Not for a very long time, at least.
Mercedes-Benz is investing in electrification through new models and has been spending billions on new battery plants and other EV infrastructure. The company is currently restructuring how its EV charging network operates in Europe and is starting to churn out more and more fully electric models, but it is still being brutally honest about one thing: electric cars are still significantly more expensive to manufacture than cheap gas cars, and according to Mercedes-Benz' chief technology officer, EVs may not get much cheaper in the next few years. Bummer, but what did we really expect when a car like the AMG EQS starts at almost $150k?

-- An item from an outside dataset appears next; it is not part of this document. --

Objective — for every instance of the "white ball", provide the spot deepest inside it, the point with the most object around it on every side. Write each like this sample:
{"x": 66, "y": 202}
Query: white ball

According to Markus Schafer in an interview with Road & Track, the significant initial cost of manufacturing an electric vehicle is still massive, despite significant reductions in the cost of lithium-ion battery packs in recent years: "Coming to (a battery price of) $50 per kilowatt, which would lead to a comparable cost basis to that of an ICE engine, I would say this is far out there. I don't see that with the chemistry that we have today." Schafer believes that with our current battery technology, reaching a price parity equal to or greater than that of the production cost of major ICE components is still years away and that the battery tech needed to reach this level does not yet exist, or exists only in tightly controlled laboratories.
"It's a crystal ball thing to answer," he said. "And it will very much depend on mining capacity [for raw materials] and the global ramp-up of EVs. So these are the two main factors. But I would say, for quite a while we will see headwinds on the raw material side," he says. It's simple really: while economies of scale will naturally bring down costs, the sheer explosion in demand for EVs and other electronic products that use the same raw materials has created such a big demand, that the physical act of getting Lithium out of the ground has become a bottleneck.
"So the anticipated decrease is well below 100 US dollars or Euros per kilowatt, that might take longer. The chemistry, honestly, if we're staying with the ingredients we have today... there's not that breakthrough foreseeable." Currently, the most affordable Mercedes-Benz EV is the EQA SUV which carries a price tag of $55,300. Not exactly pocket change.